Je suis très sensible aux questions d'aménagement du territoire. Aujourd'hui, l'ENA n'a pas bonne presse : les reproches qui lui sont faites ne me semblent pas justifiés. Les fonctionnaires qui en sortent sont dévoués et motivés par l'intérêt général.

J'en viens aux questions plus sectorielles qui m'ont été posées.

Sur le numérique, la frontière entre l'Arcep et l'Autorité de la concurrence est bien délimitée même si nous sommes toutes deux concernées par l'itinérance et le développement du numérique sur tout le territoire. L'Autorité de la concurrence aura un rôle important à jouer pour réguler ce secteur. La concurrence entre les opérateurs devra être réelle. Je rappelle que l'Autorité n'a pas craint d'user de ses pouvoirs en infligeant à Orange une amende record en raison de ses pratiques sur le marché des entreprises. En lien avec l'Arcep, l'Autorité de la concurrence a ouvert ce secteur à la concurrence. Lorsque les trois opérateurs mobiles ont mis en place une forme d'oligopole tarifaire, elle a fermement sanctionné ces pratiques. Elle continuera à se préoccuper de ce secteur pour que la concurrence soit pleine et entière et que les infrastructures se développent sur tout notre territoire.

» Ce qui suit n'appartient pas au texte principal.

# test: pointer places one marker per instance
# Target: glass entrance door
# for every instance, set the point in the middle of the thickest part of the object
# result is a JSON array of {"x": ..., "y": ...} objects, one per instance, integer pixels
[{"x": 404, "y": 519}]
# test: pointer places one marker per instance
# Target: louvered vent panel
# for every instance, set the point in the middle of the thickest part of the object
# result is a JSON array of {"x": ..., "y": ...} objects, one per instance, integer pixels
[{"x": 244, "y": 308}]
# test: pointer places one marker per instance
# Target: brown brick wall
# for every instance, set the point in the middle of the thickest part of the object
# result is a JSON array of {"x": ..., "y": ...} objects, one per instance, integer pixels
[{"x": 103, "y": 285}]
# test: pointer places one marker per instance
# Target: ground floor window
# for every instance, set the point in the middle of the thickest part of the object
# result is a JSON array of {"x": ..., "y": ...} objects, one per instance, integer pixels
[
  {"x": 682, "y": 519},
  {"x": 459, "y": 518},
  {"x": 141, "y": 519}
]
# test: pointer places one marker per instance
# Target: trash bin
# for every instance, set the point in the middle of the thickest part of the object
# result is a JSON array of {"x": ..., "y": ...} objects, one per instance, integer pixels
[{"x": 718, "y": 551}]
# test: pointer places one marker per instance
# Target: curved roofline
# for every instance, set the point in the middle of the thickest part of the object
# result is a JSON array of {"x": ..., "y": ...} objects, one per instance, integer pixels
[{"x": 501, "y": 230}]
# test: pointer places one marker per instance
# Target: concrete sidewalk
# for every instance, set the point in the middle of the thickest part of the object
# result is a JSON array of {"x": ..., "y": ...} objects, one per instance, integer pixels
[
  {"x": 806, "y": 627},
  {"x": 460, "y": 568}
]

Comment faire émerger des champions français ou européens ? Cet objectif légitime n'est pas du seul ressort de l'Autorité. L'environnement économique doit être suffisamment ouvert et dynamique. Grâce à ses capacités d'innovation, la France peut devenir un champion du numérique. Lorsque nous avons examiné le projet de rapprochement entre la Fnac et Darty, nous avons pris en compte la concurrence d'Amazon, d'où la décision finalement prise. Ces enseignes ont complétement intégré la stratégie numérique dans leur processus de vente. Le droit de la concurrence n'est pas un obstacle à certains rapprochements et à la constitution de champions nationaux ou européens. L'Autorité a néanmoins été vigilante pour éviter des positions dominantes au niveau local. Le numérique étant le domaine stratégique de demain, j'y porterai une attention toute particulière.

L'économie collaborative, qui est soumise à très peu de règles, peut poser des problèmes d'égalité de traitement puisque les acteurs économiques traditionnels sont soumis à diverses régulations. Outre la décision de l'Autorité de la concurrence, le Conseil constitutionnel s'est prononcé sur la situation respective des taxis et des VTC. La question de la modernisation de la réglementation doit se poser lorsqu'émergent de nouveaux secteurs économiques, notamment du fait du numérique. L'Autorité souhaite éviter de brider les nouvelles formes d'économies. La réglementation ne doit pas être un obstacle à la modernisation de notre économie.

Il a été reproché à l'Autorité de la concurrence de ne pas s'être prononcée sur les rapprochements des centrales d'achat. Mais la législation ne le lui permettait pas, car il ne s'agissait pas d'opérations de concentration stricto sensu. Avec la loi d'août 2015, l'Autorité est entrée dans une nouvelle ère : désormais, elle pourra notifier les rapprochements entre centrales d'achat, qui sont une nouvelle forme de travail en commun entre les entreprises. Certes, il y a distorsion de concurrence lorsque quatre centrales se rapprochent et regroupent 90 % du marché de la grande distribution et que les producteurs sont éparpillés. Dans son avis de 2015 sur le rapprochement des centrales d'achat, l'Autorité a dressé la liste de ses préoccupations, qu'il s'agisse des distributeurs ou des fournisseurs qui s'adressent à ces centrales. L'Autorité a indiqué les limites à ne pas franchir et a rappelé qu'elle serait attentive à la bonne exécution de ces contrats. Elle a également démontré sa capacité d'adaptation à la spécificité du secteur agricole. Si elle dénonce les ententes, elle encourage les rapprochements officiels, sous forme de coopératives ou de filières. Ainsi, elle a souhaité la constitution d'une filière officielle des producteurs de volailles, plutôt que d'infliger des amendes.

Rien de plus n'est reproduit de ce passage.